Research has established that UBE2L3 risk variants lead to increased expression and enhanced NF-κB signaling , suggesting that normalized expression or activity could have therapeutic benefit in autoimmune conditions.

How can multiparametric analysis combining UBE2L3 studies with other ubiquitination pathway components improve understanding of disease mechanisms?

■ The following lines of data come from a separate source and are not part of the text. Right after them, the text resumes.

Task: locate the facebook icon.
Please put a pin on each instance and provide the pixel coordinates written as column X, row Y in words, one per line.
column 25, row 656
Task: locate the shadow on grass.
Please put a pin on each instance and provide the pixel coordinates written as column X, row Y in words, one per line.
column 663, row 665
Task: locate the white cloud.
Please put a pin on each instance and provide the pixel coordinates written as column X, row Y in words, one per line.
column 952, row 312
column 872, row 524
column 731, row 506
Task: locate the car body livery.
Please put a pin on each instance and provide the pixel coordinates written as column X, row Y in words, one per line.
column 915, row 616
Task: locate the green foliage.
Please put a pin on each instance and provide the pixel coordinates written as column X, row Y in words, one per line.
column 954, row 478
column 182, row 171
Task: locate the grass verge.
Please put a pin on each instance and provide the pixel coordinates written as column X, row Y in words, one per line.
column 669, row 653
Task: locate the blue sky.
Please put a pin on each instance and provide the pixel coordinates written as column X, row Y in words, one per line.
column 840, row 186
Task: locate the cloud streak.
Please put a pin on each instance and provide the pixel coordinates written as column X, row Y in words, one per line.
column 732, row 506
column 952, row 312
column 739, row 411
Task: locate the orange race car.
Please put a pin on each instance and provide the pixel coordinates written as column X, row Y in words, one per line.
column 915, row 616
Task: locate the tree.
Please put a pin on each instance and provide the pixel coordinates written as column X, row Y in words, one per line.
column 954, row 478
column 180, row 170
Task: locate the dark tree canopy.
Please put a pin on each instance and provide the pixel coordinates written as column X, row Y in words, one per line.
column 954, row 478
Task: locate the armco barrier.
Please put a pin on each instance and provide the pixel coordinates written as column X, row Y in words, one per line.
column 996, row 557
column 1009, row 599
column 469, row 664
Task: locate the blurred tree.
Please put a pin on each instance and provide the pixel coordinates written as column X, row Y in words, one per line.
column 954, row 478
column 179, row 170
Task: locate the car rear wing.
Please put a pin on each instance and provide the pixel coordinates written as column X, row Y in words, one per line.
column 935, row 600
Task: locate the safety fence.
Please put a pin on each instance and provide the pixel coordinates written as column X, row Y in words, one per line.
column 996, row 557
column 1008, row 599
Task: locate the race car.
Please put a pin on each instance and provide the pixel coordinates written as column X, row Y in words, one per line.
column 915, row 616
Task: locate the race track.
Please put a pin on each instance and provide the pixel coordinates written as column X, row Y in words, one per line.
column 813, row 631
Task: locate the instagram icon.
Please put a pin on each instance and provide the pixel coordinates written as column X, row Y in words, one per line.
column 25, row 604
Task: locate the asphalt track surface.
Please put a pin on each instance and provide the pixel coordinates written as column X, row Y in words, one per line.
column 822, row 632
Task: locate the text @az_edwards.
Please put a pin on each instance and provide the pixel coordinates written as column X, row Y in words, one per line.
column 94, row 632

Integrating UBE2L3 with broader ubiquitination pathway analysis provides deeper mechanistic insights:

• Comprehensive ubiquitinome profiling:

  • Combine UBE2L3 antibody staining with mass spectrometry-based ubiquitinome analysis

  • Map changes in ubiquitination patterns upon UBE2L3 manipulation

  • Identify substrate specificity through K-linkage type analysis

• E3 ligase interaction mapping:

  • Perform systematic analysis of UBE2L3 interaction with HECT-family E3 ligases

  • Include focused analysis of TRIP12 and AREL1, which work with UBE2L3 in pro-IL-1β regulation

  • Use proximity labeling approaches (BioID, APEX) to identify novel interactors

• Pathway cross-talk analysis:

  • Simultaneous monitoring of UBE2L3 activity with other post-translational modifications

  • Investigate relationship between ubiquitination and inflammasome activation

  • Study interaction between UBE2L3-mediated processes and autophagy pathways

• Single-cell multiparametric approaches:

  • Combine FITC-conjugated UBE2L3 antibody with markers for cell state and other pathway components

  • Perform CyTOF or spectral flow cytometry to identify cell populations with distinctive pathway signatures

  • Correlate with single-cell transcriptomics data

• Systems biology integration:

  • Develop computational models incorporating UBE2L3 and interacting components

  • Simulate effects of genetic variation and therapeutic intervention

  • Identify emergent properties and feedback mechanisms

This integrated approach recognizes that UBE2L3 functions within a complex network. Research has shown that UBE2L3 works with specific E3 ligases like TRIP12 and AREL1 to regulate inflammatory processes , suggesting that pathway-level analysis is essential for understanding disease mechanisms.